Supreme Court Denies Corporations “Personal Privacy” Rights Under FOIA

In an opinion by Chief Justice Roberts reversing the court below, the Supreme Court held today in FCC v. AT&T that a corporation cannot claim the “personal privacy” exemption under the Freedom of Information Act (FOIA). FOIA requires government agencies to disclose records requested in writing by any person, unless the record falls within one of nine exemptions, one of which protects records or information compiled for law enforcement purposes when releasing the records would be an unwarranted invasion of “personal privacy.” In this case, AT&T tried to claim that the Federal Communications Commission could not disclose to parties that filed a FOIA request information about its investigation that AT&T was overcharging for equipment and services it was supplying to schools. AT&T argued that releasing FCC's investigation records would invade its “personal privacy” under the statute.

The Court rejected AT&T's arguments. The court held that the term “personal,” which is not defined in FOIA, should be given its ordinary meaning given the context in which it was used, i.e., it refers to people. Thus, the phrase “personal privacy” is “simply the sum of its two words: the privacy of a person.” Moreover, the Court held, Congress included an exemption distinct from the personal privacy exemption for “trade secrets and commercial or financial information obtained from a person and privileged or confidential,” concluding that the latter was intended to protect certain corporate interests while the former was not. The fact that the federal government has long interpreted the FOIA personal privacy exemption to refer to the privacy interests of individuals and not to corporations was cited as further support for the Court's holding.

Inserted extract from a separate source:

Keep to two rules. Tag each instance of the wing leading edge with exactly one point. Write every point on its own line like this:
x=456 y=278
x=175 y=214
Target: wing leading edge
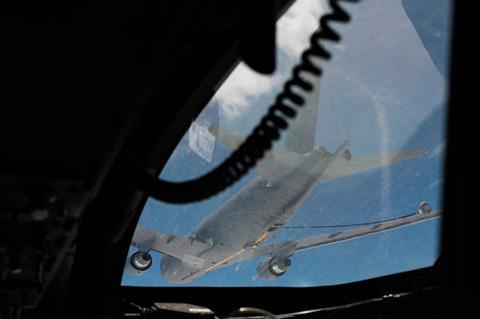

One reason this case garnered attention is because, in Citizens United v. FEC, a 5-4 majority of the Court held that corporations had the same constitutional rights as people to spend money on political campaigns. The effect was to unleash a tsunami of corporate spending on the 2010 election, much of it from undisclosed sources. With far less at stake, the Court in this case rejected the idea that Congress intended corporations to have “personal privacy” protections under FOIA.